We both looked up to see our waitress as she was sliding a plate of biscuits smothered in gravy onto the table next to me.
I shook my head and apologized, “Sorry, Wendy. I didn’t realize I was being that loud.”
“You weren’t. I’ve got really good hearing,” she said then pointed to the lunch counter a few feet away. “Besides, I was just right over there.”
Ben waved his fork absently. “So you actually know somethin’ about these freaks?”

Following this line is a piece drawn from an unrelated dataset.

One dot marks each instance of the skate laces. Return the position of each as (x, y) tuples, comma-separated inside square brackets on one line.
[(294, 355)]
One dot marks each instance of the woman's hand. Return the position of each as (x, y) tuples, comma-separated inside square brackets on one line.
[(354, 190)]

“A little.” She shrugged. “Not a lot. I mean, it’s way too weird for me, but someone a friend of mine knows is heavily into the whole scene.”
“You serious?”
“Yeah,” she said with a nod.
“So this person actually thinks…” he began as he settled the fork on his plate then reached over to his jacket and rummaged around for his notebook.
Reading the unspoken question in his hesitant pause, Wendy answered, “She.”
“Thanks… So she thinks she’s a vampire?” he finished.
“Yeah,” she said with a nod. “And, she’s pretty serious about it too. The first time I met her she was really offended that I thought she was joking.”
“So, what, she just walked up and said, ‘Hi, I’m a vampire’?”
“Not right away, or in those exact words, but yeah, it was almost something like that. She brought it up while we were chatting. She told me she was ‘out of the coffin’ and just went from there.”
“Out of the…” Ben muttered and shook his head as he scribbled. “Jeezus, you gotta be kiddin’ me.”
“That’s apparently what they call it,” Wendy told him. “You know, like out of the closet.”
“Yeah, I get it,” he replied. “I just… never mind… So she just up and told you she was a vampire?”
She continued, “Yeah. She called herself a sang vamp.”